- Music
- 12 Mar 12
Django Django’s reputation for balls-out quirkiness precedes them. So it comes as a mild surprise to see four young men with sensible hair-cuts straightforwardly mooch on stage and tune their guitars. Admittedly, their matching patterned shirts err towards wacky, but, still, for an outfit whose press-kit gushes about zany live shows and random displays of wanton bonker-dom, they aren’t quite what you expected.

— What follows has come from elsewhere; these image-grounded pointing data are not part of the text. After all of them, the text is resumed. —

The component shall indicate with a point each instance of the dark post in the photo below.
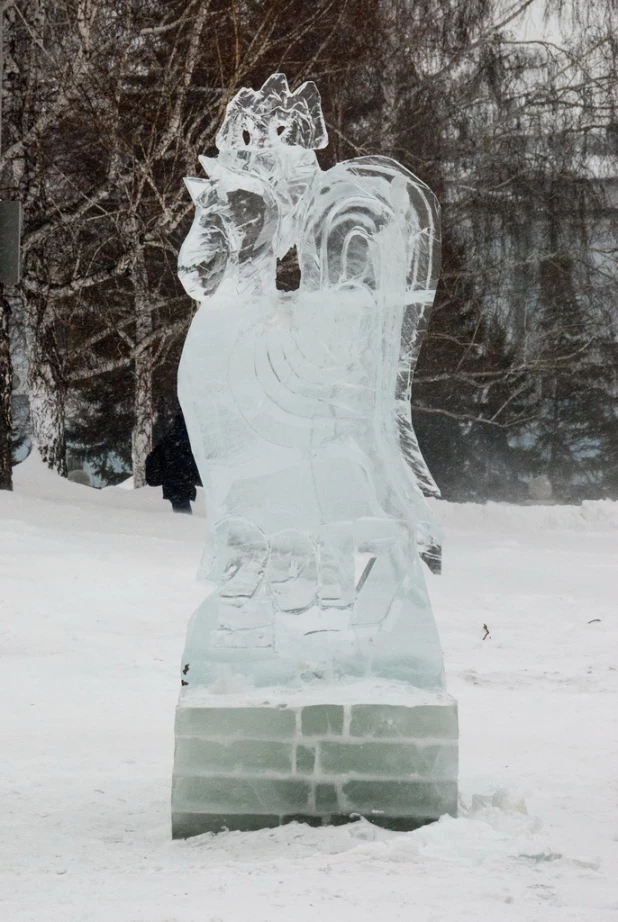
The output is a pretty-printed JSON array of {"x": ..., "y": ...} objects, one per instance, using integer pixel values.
[{"x": 10, "y": 230}]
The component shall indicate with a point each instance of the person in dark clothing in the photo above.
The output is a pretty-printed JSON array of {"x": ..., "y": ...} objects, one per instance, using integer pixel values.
[{"x": 171, "y": 465}]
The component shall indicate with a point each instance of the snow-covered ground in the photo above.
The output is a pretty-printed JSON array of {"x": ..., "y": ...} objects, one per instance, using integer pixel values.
[{"x": 96, "y": 589}]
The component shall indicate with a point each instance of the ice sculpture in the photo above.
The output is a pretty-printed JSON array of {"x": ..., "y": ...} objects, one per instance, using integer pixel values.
[{"x": 298, "y": 409}]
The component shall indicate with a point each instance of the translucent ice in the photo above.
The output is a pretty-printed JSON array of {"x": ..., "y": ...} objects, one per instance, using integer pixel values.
[{"x": 298, "y": 403}]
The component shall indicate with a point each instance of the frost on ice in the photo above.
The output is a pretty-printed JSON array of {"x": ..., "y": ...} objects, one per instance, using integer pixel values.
[{"x": 298, "y": 404}]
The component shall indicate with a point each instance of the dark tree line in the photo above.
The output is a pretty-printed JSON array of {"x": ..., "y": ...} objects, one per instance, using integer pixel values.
[{"x": 106, "y": 107}]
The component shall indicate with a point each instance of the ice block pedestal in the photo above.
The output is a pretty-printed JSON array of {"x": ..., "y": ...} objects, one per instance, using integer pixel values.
[{"x": 255, "y": 759}]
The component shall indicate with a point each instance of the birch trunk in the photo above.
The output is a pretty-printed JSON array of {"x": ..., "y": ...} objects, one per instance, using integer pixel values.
[
  {"x": 6, "y": 386},
  {"x": 141, "y": 443},
  {"x": 46, "y": 389}
]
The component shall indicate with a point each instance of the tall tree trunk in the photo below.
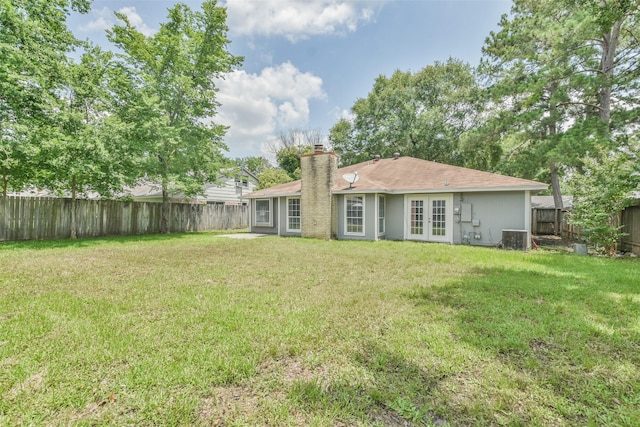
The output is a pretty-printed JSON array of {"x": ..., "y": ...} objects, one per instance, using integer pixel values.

Speaking to the media the group have professed astonishment at being constantly compared to the Beta Band, much mourned masters of alt. jangle craziness. They protest too much, you suspect. On their debut album, Django Django – three Scots and a Derry native – take the Beta Band’s patented oddball formula and subject it to a 21st century reboot (it comes as no surprise that drummer David Maclean is the brother of the Beta Band’s keyboardist). None of this is a criticism, just a statement of the obvious, and you wonder why Django Django are so affronted by the comparison.
Singer Vincent Neff – a former Foyleside choirboy – is the charismatic one. With his parted quiff and jerky movements, he reminds you of a nerd-chic Alex Kapranos as he leads the line-up through the twitchily tempestuous ‘Love’s Dart’, a nougatty conspiracy of carefree beach-pop and cranium-crushing psychedelia. On their best songs Django Django combine the avant-grade and a charming playfulness – ‘Life’s A Beach’ is built around a Dick Dale surf riff, atop which the group pile art-rock embellishments; there’s a gospel sweep to ‘Waveforms’ while the epic ‘Storm’ suggests a krautrock Blur.